Le grand mérite des contributions de ce volume est que, au-delà des inévitables et indispensables descriptions et analyses, elles ne cherchent pas tant à créer des catégories post factum qu’à comprendre les choix et les décisions des archivistes: pourquoi constituer un registre, pour quel document, dans quelle organisation, selon quelle sélection …?

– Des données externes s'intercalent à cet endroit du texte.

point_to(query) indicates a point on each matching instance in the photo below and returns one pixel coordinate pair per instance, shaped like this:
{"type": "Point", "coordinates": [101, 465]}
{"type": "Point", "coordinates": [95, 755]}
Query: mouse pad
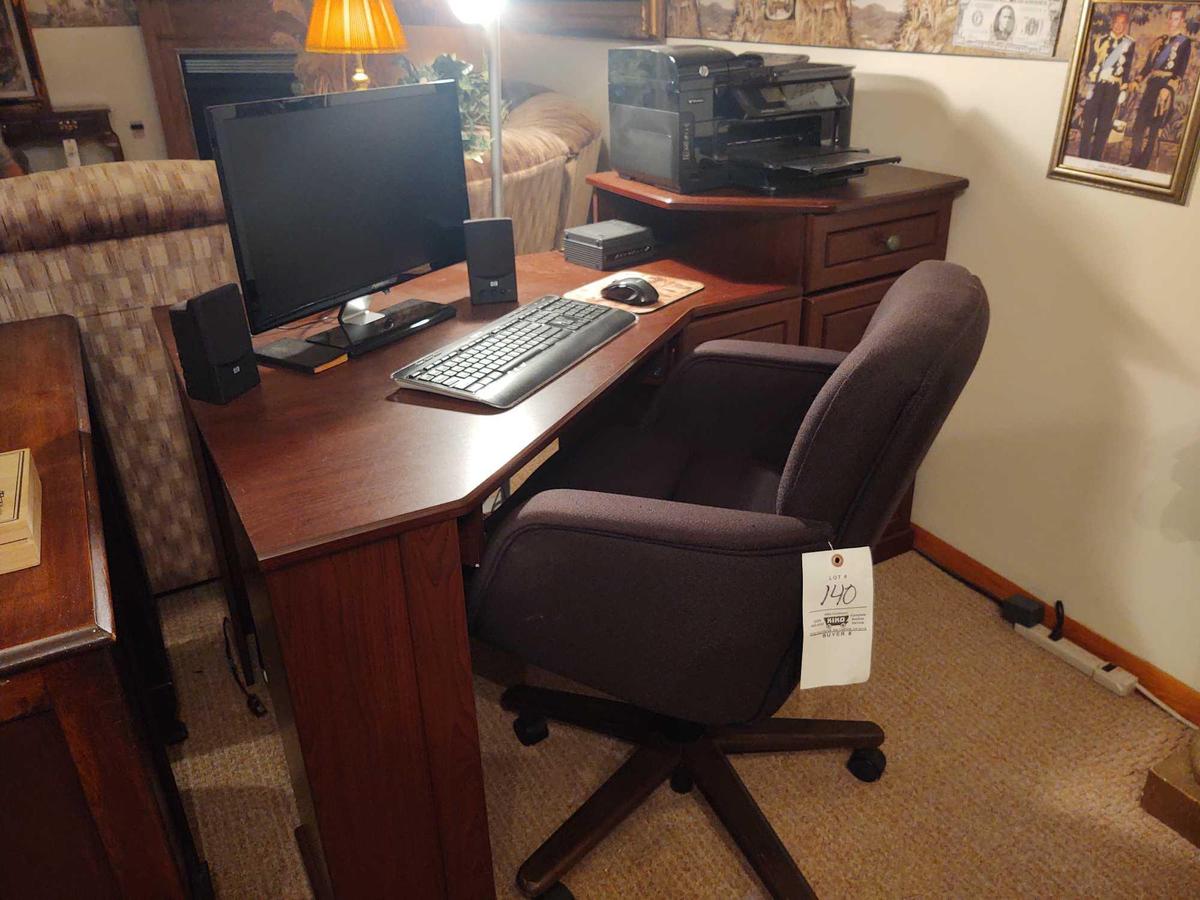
{"type": "Point", "coordinates": [670, 289]}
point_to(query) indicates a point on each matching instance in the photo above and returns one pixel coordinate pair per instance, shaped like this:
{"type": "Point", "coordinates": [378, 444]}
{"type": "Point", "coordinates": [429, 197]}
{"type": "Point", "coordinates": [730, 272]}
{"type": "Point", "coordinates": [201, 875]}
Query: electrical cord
{"type": "Point", "coordinates": [253, 703]}
{"type": "Point", "coordinates": [959, 577]}
{"type": "Point", "coordinates": [1060, 619]}
{"type": "Point", "coordinates": [1060, 613]}
{"type": "Point", "coordinates": [1163, 706]}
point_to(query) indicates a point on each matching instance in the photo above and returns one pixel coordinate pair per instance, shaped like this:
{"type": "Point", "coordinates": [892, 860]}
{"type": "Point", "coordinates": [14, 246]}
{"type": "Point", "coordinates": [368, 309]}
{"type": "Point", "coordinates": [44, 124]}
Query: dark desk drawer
{"type": "Point", "coordinates": [778, 322]}
{"type": "Point", "coordinates": [844, 249]}
{"type": "Point", "coordinates": [837, 319]}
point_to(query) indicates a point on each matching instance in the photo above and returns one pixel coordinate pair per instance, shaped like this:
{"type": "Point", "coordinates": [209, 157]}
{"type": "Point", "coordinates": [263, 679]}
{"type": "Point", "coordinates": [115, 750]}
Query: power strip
{"type": "Point", "coordinates": [1111, 676]}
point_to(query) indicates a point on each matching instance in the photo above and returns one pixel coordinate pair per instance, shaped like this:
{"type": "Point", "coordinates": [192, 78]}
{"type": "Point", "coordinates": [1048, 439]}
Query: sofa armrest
{"type": "Point", "coordinates": [743, 396]}
{"type": "Point", "coordinates": [676, 607]}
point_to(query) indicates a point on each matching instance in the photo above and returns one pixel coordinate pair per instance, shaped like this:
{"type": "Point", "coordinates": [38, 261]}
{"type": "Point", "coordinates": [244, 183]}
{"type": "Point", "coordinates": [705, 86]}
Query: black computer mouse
{"type": "Point", "coordinates": [631, 292]}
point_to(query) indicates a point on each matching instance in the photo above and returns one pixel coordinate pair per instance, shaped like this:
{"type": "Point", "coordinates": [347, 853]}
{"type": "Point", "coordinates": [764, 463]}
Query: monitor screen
{"type": "Point", "coordinates": [334, 197]}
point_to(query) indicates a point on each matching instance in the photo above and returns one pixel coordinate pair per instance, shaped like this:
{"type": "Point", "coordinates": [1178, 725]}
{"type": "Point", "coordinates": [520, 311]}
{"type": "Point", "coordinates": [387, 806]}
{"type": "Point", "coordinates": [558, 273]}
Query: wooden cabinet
{"type": "Point", "coordinates": [843, 247]}
{"type": "Point", "coordinates": [849, 247]}
{"type": "Point", "coordinates": [837, 319]}
{"type": "Point", "coordinates": [88, 804]}
{"type": "Point", "coordinates": [774, 323]}
{"type": "Point", "coordinates": [39, 136]}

Au hasard de la lecture, très riche, de ce volume, on notera différents éléments. Les »registres« sont parfois plus que de simples registres, comme en France sous le règne de Philippe Auguste, quand sont constitués les premiers d’entre eux, qui sont plutôt des recueils composites et partiellement rétrospectifs de documents jugés utiles pour l’administration du royaume, en réalité des »cartulaires-registres«; ou comme à la chancellerie de Grégoire VII et d’Innocent III, qui copie dans ses registres des textes jugés importants pour la papauté, comme les célèbres »Dictatus papae«; les registres de Frédéric II comme roi de Sicile contiennent aussi bien des actes que l’»Ordinatio novorum portuum« ou des listes de prisonniers et d’otages. La terminologie est d’ailleurs imparfaite, comme à la chancellerie d’Alphonse de Poitiers, qui semble utiliser liber pour désigner un contenu, registrum pour le contenant. En Hainaut, les registres hétérogènes ont reçu, tardivement, le nom de »journaux«.

Les registres ne reçoivent souvent, surtout au début de la période considérée, la copie que d’une partie des lettres émises (ou reçues): c’est le cas à la chancellerie pontificale, même si on a du mal à expliquer les choix posés; en France aussi, mais à partir des années 1260 on voit fleurir des registres spécialisés, qui ont une plus grande prétention à l’exhaustivité; en Flandre, dans la seconde moitié du XIIIe siècle, 10% des actes comtaux seulement étaient sans doute enregistrés. En Angleterre au contraire, dès le départ, et on sait qu’il fut précoce (vers 1120?), l’enregistrement dans les pipe rolls était systématique, et chaque série avait sa spécificité. Le registre au sens strict se caractérise d’ailleurs bien par l’ordre chronologique des actes, comme on le voit dans les registres pontificaux, ou en France à partir du milieu du XIIIe siècle; ce qui n’empêche pas de perturber cet ordre par la constitution de dossiers, comme le montre le »Livre Rouge« de la Chambre des comptes en 1297.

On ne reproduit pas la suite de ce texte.